3. Not considering a wide enough potential hiring pool. Best hiring practice means making a choice from several qualified candidates. If you didn’t find enough qualified candidates via your first cast, cast a wider net. Try recruiters, networking Web sites such as LinkedIn, Career Builder, Monster, Craigslist, etc., and industry/association and collegiate sites.
4. Not having others on your team interview the candidate. Have at least three people interview at least three qualified candidates.
5. Not checking references. Although certainly not foolproof (many companies will only offer dates of employment and job title), references offer you an opportunity to ask questions about the candidate related to these areas:
- Key responsibilities in previous position
- Reason for leaving (be sure to ask any candidate why he or she left the previous two jobs)
- Important contributions to the position or company
- Relationships with staff, attitude and outlook at work
- Strengths and weaknesses — and most importantly, whether they would rehire the candidate
Coach’s tip: Ask candidates if you can talk to their last or current employer.
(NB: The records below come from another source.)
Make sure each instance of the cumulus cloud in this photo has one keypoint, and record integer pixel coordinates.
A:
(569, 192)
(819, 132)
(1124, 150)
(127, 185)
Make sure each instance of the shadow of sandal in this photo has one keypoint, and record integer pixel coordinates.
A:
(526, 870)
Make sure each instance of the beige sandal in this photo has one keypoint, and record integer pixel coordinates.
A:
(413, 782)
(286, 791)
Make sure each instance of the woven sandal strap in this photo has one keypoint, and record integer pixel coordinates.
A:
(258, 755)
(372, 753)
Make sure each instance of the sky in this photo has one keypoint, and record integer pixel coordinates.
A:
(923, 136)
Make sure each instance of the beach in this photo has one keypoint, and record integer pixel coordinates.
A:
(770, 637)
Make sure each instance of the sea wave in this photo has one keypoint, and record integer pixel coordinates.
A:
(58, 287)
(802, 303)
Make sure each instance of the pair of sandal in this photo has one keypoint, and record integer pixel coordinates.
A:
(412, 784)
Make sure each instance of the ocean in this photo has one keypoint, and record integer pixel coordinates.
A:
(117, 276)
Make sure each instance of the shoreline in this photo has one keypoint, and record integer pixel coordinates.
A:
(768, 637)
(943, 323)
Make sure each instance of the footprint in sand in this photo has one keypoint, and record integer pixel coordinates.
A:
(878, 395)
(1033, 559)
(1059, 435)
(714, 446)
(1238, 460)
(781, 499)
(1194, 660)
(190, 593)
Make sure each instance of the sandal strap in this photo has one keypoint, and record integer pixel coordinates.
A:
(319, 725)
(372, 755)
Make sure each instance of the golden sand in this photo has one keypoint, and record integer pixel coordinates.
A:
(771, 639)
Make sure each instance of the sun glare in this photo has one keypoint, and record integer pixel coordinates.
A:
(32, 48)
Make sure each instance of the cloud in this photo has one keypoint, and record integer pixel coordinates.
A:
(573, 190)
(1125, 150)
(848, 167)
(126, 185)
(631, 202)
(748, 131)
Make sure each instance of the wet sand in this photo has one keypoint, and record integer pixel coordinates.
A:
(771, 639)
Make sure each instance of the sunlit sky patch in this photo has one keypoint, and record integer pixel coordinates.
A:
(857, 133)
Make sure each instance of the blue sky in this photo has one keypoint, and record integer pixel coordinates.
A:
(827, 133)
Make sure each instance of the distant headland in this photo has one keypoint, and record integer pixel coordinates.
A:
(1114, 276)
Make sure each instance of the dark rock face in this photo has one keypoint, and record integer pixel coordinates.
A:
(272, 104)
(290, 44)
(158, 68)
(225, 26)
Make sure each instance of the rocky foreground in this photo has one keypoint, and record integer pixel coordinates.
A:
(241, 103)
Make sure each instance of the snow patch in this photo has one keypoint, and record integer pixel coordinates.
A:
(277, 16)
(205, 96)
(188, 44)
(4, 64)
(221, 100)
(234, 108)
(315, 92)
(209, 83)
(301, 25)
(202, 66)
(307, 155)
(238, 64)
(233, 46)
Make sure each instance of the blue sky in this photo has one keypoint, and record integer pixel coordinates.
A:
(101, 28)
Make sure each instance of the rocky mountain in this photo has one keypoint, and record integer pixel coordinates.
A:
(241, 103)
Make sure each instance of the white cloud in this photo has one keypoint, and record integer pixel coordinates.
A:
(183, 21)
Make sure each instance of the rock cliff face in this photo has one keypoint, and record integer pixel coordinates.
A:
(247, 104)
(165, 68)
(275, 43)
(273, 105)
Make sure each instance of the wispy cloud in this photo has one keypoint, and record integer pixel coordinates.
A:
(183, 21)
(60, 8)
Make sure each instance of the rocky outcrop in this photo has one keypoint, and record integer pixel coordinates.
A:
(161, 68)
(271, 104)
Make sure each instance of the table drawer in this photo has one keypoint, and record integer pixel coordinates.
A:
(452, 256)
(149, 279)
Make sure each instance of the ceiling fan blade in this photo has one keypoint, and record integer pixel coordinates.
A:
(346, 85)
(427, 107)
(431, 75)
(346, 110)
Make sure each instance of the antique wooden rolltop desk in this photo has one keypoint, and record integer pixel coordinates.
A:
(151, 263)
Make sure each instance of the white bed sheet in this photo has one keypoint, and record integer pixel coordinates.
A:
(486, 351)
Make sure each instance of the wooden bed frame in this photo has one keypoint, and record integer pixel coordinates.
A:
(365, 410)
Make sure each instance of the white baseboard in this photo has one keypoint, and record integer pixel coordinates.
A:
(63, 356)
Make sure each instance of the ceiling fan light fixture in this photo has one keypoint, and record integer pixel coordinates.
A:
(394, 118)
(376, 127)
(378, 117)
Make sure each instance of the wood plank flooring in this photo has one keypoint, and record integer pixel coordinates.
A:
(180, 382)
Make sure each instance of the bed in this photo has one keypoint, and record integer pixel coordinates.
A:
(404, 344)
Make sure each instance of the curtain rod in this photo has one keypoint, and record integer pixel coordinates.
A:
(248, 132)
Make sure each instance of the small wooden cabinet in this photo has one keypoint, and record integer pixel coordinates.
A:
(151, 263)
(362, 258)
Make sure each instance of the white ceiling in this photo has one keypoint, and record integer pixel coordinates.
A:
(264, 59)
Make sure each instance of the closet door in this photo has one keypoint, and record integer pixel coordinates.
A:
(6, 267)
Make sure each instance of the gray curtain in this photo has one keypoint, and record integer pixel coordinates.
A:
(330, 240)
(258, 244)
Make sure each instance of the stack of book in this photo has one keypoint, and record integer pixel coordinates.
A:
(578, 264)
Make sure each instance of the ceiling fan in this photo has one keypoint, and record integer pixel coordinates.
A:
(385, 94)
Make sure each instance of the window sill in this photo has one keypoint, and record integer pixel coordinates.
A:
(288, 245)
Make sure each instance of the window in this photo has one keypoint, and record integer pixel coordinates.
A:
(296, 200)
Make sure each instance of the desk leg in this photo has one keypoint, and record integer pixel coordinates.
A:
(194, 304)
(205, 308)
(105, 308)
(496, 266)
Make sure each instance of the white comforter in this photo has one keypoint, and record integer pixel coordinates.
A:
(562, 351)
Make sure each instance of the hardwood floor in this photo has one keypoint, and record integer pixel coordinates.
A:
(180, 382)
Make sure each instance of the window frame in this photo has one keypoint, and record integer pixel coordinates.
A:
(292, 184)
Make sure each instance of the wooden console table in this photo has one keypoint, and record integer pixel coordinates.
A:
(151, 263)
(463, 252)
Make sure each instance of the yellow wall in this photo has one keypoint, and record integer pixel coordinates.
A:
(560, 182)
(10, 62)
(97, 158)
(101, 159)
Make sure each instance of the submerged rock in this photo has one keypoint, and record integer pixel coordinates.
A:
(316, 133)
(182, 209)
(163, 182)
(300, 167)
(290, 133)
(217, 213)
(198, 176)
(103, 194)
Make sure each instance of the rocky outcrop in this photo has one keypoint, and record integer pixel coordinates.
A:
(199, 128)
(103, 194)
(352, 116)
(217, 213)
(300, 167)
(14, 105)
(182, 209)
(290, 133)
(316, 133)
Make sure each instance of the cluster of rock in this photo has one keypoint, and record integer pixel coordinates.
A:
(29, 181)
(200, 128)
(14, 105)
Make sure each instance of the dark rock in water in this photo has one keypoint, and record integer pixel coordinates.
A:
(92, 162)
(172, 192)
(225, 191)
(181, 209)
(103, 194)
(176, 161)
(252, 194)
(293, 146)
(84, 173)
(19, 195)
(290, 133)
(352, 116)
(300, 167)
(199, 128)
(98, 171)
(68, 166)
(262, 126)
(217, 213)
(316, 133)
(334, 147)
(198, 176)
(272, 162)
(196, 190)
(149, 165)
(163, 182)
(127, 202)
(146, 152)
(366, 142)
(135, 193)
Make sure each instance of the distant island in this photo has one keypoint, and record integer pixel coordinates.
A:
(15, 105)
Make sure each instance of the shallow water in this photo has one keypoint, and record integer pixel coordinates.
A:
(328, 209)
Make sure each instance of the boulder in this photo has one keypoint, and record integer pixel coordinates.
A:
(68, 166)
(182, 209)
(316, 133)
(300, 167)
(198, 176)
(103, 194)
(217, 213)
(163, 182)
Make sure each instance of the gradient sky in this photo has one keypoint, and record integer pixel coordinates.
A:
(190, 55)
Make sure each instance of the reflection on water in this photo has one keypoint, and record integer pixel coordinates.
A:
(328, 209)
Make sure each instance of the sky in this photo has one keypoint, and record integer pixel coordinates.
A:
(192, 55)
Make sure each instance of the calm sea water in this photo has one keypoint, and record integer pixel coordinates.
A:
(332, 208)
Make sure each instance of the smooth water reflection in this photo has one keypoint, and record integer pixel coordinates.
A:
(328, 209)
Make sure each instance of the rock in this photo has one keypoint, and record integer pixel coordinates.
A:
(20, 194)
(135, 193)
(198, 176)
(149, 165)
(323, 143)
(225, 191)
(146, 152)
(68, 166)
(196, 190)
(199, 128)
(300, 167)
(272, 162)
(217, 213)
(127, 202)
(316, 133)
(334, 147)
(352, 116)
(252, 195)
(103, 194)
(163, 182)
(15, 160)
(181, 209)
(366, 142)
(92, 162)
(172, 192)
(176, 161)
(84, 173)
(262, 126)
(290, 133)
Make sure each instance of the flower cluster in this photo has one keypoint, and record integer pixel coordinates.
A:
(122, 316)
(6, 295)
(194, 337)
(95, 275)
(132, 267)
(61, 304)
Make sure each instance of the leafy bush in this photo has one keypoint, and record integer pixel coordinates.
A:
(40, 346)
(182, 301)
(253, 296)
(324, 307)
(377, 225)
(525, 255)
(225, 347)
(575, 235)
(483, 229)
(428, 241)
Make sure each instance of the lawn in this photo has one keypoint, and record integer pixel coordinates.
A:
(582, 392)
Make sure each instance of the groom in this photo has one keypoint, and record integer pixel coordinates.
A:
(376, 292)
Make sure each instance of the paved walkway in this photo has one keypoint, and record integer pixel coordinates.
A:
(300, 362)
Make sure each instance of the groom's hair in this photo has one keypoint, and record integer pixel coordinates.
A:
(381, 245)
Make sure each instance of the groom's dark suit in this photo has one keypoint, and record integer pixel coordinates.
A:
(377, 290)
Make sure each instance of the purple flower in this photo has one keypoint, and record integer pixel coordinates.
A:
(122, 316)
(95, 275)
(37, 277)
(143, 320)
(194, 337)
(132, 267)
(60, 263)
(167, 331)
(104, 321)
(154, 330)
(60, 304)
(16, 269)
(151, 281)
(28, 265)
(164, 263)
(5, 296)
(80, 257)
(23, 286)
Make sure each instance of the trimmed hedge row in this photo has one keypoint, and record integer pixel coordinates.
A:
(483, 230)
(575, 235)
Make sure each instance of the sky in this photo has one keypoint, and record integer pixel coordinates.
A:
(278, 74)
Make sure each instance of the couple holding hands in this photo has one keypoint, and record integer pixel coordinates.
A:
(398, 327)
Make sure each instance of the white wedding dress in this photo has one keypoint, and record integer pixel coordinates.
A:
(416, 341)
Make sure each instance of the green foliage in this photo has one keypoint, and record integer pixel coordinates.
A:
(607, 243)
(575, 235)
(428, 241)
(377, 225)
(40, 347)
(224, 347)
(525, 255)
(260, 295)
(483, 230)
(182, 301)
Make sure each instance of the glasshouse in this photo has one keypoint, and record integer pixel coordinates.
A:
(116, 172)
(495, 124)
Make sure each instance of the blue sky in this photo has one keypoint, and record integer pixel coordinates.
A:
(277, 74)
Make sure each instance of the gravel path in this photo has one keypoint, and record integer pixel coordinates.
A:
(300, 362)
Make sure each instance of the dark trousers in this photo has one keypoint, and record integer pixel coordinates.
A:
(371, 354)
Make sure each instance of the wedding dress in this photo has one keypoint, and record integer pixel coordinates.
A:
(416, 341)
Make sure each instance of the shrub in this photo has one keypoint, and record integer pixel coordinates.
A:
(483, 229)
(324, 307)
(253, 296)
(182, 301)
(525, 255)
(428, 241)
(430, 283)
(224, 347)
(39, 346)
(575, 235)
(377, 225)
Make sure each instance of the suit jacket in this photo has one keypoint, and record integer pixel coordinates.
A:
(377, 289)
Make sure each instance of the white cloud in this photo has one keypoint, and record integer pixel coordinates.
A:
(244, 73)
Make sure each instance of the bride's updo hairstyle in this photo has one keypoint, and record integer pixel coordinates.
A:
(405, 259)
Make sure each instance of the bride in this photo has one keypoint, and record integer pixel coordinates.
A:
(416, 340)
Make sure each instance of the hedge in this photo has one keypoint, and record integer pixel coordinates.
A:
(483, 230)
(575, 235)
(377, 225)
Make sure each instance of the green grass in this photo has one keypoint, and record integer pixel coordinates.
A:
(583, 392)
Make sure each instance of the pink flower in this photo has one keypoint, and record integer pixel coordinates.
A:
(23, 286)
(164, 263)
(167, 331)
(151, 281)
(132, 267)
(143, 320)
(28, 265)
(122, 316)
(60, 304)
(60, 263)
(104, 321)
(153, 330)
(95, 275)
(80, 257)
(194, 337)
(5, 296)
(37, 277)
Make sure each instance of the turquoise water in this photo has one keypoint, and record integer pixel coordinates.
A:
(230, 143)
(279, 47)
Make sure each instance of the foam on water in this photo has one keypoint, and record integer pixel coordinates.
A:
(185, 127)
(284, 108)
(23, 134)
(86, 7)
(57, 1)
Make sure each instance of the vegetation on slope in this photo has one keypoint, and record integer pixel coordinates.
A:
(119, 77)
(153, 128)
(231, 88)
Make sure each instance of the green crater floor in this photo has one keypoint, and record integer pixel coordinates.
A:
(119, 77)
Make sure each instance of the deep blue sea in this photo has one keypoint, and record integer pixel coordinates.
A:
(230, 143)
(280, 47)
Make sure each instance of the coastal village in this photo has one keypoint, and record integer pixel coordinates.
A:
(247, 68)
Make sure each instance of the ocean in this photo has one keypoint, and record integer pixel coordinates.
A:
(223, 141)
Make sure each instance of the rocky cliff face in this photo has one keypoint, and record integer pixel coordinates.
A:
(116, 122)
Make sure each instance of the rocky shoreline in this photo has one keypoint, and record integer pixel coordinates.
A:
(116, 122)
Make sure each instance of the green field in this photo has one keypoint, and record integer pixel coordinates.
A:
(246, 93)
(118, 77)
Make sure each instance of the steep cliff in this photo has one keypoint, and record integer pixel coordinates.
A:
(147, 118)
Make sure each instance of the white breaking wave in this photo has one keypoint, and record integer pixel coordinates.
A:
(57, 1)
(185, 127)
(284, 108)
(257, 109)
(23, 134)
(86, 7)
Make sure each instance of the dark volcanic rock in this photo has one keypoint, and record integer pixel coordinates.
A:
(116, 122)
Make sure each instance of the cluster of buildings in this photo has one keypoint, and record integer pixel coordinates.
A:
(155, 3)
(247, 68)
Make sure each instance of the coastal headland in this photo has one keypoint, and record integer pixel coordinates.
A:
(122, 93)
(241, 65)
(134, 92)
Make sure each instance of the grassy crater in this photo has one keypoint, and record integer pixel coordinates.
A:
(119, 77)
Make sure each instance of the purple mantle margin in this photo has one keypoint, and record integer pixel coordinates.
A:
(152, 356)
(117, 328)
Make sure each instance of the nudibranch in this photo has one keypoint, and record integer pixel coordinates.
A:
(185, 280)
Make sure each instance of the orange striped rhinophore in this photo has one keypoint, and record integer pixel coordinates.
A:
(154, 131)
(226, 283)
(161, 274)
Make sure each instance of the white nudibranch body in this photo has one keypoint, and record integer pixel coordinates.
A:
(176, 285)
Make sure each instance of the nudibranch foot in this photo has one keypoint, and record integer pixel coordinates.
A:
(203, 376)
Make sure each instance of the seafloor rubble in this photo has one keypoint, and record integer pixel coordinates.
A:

If you can’t, this is a potential red flag.
6. Not challenging candidates to prove to you how they can think on their feet during the interview. Offer a potential difficult job scenario you anticipate and test them by asking them how they would respond. Consider giving them an on-the-spot writing assignment that can help you glean their creativity, judgment, communication and writing style.
7. Not asking “behavioral” questions during the interview. Here are some to ask:
- Give me an example of when you … .
- Describe how you managed or resolved a difficult situation.
- Tell me about a time when you … (took initiative, went beyond what was expected of you, broke the rules, etc.).
- Tell me about the largest project you worked on.
8. Not paying enough attention to their appearance or nonverbal cues. Dress, hygiene, tone/pace of voice, handshake and odd nervous habits can tell you a lot. (For example, slouched body posture or lack of eye contact can indicate a lack of confidence.)
9. Not giving the candidate opportunity to ask questions. Ideally, an interview should be split between you and the candidate talking. You can learn a lot by the questions they ask. (Do they ask basic questions they should know if they looked at the company’s Web site?) Take note if their questions demonstrate true interest in the nature of the work/team or are limited to benefits and vacations or their first promotional opportunity.
10. Settling when you can’t find the “right fit.” You are far better off to re-advertise and get the right person on board.
Lastly, factor in “chemistry” and your intuition. My experience (and that of my clients) tells me you can save yourself a lot of grief down the road by paying attention if your gut is screaming at you, “Something’s not right.”